Ruth Elizabeth “Bette” Davis ( April 5, 1908 – October 6, 1989) was an American actress of film, television, and theater. Regarded as one of the greatest actresses in Hollywood history, she was noted for her willingness to play unsympathetic, sardonic characters and was known for her performances in a range of film genres, from contemporary crime melodramas to historical and period films and occasional comedies, although her greatest successes were her roles in romantic dramas. She won the Academy Award for Best Actress twice, was the first person to accrue ten Academy Award nominations for acting, and was the first woman to receive a Lifetime Achievement Award from the American Film Institute. In 1999, Davis was placed second on the American Film Institute’s list of the greatest female stars of classic Hollywood cinema.

Bette Davis

Bette Davis

After appearing in Broadway plays, Davis moved to Hollywood in 1930, but her early films for Universal Studios were unsuccessful.
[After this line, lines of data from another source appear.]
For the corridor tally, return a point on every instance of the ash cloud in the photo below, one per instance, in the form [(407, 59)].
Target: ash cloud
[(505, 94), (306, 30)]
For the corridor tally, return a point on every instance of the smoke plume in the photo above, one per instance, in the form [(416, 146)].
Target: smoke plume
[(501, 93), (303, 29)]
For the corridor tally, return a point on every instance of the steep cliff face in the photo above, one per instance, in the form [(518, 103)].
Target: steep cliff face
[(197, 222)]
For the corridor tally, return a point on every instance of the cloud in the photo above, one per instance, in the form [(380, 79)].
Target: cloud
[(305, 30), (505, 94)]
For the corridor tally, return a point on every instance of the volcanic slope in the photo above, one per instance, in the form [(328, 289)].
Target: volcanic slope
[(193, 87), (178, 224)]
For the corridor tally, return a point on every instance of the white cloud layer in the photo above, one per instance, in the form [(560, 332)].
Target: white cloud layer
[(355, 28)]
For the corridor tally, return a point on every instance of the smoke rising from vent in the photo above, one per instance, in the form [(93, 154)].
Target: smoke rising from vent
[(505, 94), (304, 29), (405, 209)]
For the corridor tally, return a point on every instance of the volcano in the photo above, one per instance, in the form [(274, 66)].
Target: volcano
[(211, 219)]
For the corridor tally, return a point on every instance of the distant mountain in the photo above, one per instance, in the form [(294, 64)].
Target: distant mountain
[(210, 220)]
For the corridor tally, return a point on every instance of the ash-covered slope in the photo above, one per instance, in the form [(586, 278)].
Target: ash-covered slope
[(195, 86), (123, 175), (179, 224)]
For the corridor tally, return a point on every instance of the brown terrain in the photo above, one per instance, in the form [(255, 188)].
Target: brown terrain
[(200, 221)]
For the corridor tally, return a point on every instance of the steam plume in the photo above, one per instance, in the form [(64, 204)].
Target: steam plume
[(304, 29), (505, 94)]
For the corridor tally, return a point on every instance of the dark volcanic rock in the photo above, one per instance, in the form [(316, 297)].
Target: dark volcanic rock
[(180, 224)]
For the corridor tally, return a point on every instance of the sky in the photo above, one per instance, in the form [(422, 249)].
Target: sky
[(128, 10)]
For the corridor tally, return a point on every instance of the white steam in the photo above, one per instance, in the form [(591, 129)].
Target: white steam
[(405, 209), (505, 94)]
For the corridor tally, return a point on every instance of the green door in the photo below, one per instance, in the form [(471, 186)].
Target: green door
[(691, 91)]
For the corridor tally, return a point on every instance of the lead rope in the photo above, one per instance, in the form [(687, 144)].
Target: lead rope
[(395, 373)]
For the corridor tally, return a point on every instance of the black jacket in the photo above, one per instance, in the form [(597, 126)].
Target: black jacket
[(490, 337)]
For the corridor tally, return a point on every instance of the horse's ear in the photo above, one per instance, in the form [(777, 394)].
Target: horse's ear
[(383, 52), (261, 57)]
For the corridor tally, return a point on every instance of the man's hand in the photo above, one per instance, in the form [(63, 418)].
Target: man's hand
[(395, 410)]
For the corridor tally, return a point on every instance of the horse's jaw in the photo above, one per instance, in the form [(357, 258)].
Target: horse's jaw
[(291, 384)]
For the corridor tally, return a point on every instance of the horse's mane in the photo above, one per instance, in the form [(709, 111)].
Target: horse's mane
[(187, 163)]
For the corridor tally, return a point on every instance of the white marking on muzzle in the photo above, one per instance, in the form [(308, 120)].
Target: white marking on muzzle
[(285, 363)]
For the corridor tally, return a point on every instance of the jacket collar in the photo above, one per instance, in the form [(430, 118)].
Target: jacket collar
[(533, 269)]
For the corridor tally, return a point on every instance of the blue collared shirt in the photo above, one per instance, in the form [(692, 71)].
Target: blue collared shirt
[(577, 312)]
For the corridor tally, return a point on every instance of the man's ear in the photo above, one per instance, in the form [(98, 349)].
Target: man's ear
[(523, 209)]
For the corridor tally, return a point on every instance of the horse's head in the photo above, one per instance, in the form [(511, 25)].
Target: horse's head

She joined Warner Bros. in 1932 and had her critical breakthrough playing a vulgar waitress in Of Human Bondage (1934). Contentiously, she was not among the three nominees for the Academy Award for Best Actress that year, and she won it the following year for her performance in Dangerous (1935). In 1936, due to poor film offers, she attempted to free herself from her contract, and although she lost a well-publicized legal case, it marked the beginning of the most successful period of her career. Until the late 1940s, she was one of American cinema’s most celebrated leading ladies. She was praised for her role in Marked Woman (1937) and won a second Academy Award for her portrayal of a strong-willed 1850s southern belle in Jezebel (1938), the first of five consecutive years in which she received a Best Actress nomination; the others for Dark Victory (1939), The Letter (1940), The Little Foxes (1941), and Now, Voyager (1942).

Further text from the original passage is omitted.